«C’est un sujet délicat », prévient Abdelhamid Kasmi. Ce haut responsable au ministère de l’Agriculture tunisien est chargé du dossier de l’Aleca, l’accord de libre-échange complet et approfondi, négocié depuis 2014 avec l’Union européenne. Alors que les droits de douane entre la Tunisie et l’UE sont abolis depuis 1995 pour les produits manufacturés, ce nouvel accord propose de libéraliser le commerce des services et des produits agricoles. Ce qui suscite un débat animé chez les agriculteurs, alors qu’une troisième session de négociations doit se tenir à Bruxelles dans les semaines qui viennent.

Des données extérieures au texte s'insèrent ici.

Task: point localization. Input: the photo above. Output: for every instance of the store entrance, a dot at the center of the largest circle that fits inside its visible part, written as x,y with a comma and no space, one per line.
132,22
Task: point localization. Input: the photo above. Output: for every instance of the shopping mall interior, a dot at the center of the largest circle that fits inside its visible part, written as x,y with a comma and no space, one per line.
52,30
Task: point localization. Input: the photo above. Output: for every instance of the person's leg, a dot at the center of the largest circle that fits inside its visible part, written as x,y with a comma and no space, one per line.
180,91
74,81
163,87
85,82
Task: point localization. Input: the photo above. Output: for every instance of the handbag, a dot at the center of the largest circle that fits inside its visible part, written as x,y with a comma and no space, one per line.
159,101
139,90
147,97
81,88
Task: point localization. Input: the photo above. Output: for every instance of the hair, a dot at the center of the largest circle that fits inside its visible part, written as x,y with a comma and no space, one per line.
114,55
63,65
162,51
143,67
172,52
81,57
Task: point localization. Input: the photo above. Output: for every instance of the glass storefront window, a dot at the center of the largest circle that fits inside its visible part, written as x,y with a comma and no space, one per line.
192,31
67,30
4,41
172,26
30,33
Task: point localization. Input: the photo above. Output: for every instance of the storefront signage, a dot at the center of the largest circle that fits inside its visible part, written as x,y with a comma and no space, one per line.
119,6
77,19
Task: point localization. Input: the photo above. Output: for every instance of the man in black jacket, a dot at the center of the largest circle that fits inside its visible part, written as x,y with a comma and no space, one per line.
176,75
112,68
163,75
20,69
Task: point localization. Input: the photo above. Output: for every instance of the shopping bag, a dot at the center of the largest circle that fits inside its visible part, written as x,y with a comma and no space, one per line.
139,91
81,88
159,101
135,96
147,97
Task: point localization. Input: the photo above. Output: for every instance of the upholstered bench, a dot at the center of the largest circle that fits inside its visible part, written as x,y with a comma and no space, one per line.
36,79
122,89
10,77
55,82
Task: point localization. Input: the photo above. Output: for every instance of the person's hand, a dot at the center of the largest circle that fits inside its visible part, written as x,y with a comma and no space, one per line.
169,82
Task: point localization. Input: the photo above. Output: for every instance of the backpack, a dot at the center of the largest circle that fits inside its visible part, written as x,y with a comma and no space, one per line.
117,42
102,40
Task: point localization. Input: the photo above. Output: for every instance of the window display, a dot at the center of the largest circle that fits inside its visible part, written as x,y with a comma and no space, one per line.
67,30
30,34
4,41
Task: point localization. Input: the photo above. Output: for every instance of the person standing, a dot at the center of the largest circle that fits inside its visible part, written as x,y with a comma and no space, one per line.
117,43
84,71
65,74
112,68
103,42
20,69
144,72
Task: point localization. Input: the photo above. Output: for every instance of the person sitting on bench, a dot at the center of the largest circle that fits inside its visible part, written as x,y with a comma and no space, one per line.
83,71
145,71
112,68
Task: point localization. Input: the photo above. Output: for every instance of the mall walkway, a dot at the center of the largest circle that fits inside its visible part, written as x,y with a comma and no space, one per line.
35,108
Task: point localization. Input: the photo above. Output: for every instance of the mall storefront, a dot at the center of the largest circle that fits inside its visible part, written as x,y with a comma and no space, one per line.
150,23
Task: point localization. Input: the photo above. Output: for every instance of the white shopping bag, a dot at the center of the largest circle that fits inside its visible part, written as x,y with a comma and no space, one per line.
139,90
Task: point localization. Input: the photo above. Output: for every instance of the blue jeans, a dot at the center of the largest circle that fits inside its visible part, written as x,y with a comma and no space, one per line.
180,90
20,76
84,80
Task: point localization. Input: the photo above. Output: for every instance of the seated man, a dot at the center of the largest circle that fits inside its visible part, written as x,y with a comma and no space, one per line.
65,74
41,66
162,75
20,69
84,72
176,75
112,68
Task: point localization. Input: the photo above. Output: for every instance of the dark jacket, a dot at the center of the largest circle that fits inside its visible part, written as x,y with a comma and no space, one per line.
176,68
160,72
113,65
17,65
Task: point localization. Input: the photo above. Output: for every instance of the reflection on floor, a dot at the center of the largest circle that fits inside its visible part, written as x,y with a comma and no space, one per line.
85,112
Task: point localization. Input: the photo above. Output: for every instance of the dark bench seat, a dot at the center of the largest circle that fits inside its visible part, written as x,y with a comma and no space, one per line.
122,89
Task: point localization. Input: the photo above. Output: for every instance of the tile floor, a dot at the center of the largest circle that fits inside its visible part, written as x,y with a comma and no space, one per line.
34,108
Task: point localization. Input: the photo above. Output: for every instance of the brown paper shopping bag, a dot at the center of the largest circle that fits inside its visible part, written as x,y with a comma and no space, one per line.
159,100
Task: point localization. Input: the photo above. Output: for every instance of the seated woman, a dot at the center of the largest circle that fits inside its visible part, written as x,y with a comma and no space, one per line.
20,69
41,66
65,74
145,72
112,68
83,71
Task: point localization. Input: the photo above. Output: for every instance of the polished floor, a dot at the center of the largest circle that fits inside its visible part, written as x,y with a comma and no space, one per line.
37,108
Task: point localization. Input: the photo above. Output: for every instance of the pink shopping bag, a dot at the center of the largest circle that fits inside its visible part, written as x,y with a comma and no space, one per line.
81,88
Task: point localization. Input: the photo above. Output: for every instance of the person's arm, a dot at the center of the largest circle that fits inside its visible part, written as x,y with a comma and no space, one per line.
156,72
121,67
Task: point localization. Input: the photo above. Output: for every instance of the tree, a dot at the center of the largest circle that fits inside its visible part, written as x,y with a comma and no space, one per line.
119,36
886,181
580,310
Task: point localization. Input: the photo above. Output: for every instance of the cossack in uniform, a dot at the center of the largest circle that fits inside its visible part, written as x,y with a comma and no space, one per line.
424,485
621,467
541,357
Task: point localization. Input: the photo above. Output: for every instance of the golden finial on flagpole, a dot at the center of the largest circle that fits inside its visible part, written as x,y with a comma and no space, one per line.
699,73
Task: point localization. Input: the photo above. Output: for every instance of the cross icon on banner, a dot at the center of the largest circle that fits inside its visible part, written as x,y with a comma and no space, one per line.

Avec 80 % de petites et moyennes exploitations, beaucoup craignent que l’agriculture tunisienne ne fasse pas le poids face à une agriculture européenne plus compétitive. L’Aleca pourrait bénéficier à certaines productions, comme l’huile d’olive ou les agrumes, mais d’autres, comme les céréales, la viande ou le lait, ne résisteraient pas à une ouverture totale des marchés.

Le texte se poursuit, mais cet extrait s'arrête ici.